Quantification methods: the rules, equations, conversion factors and parameters used to convert measured data into quantified outcomes relative to a clearly defined baseline and, where relevant, a post-project scenario. Quantification methods could be formalised in a biodiversity metric.
Regeneration: the process of assisting the recovery of ecosystem processes serving and / or enhancing biodiversity and ecosystem resilience. This may not necessarily be the original habitat type or include the original species communities.
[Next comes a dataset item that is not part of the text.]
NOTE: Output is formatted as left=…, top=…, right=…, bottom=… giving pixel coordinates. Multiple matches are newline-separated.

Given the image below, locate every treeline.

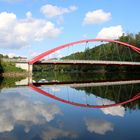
left=34, top=33, right=140, bottom=72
In woodland, regeneration is the spontaneous recovery of native tree species that colonise and establish in abandoned fields or natural disturbances; this process can also be assisted through human interventions such as fencing to control livestock grazing, weed control, and fire protection.
Restoration: the process of assisting the recovery of an ecosystem towards or to good condition, as a means of conserving and / or enhancing biodiversity and ecosystem resilience; for habitat types listed in Annexes I and II, restoration means the process of assisting their recovery to the highest level of condition attainable.
Species: groups of actually or potentially interbreeding natural populations, which are reproductively isolated from other groups.
Supply area: defined, physical location where a land manager implements management actions to generate verified ERC credits. May encompass an entire landholding or a smaller geography within a landholding.
Validation: the initial evaluation of an ERC project against the standards of the ERC, undertaken by an ERC approved Validation and Verification Body (VVB).
Validation and Verification Body (VVB): independent third-party organisations that have been approved to validate and verify ERC projects.
Verification: the ongoing evaluation of an ERC project against the standards of the ERC, undertaken by an ERC approved Validation and Verification Body (VVB). Verification assesses the biodiversity gain that has actually occurred as well as continuing ecological land management in line with the ERC Management Plan and ERC Project Standards.
Wild species: organisms captive or living in the wild that have not been subject to breeding to alter them from their native state.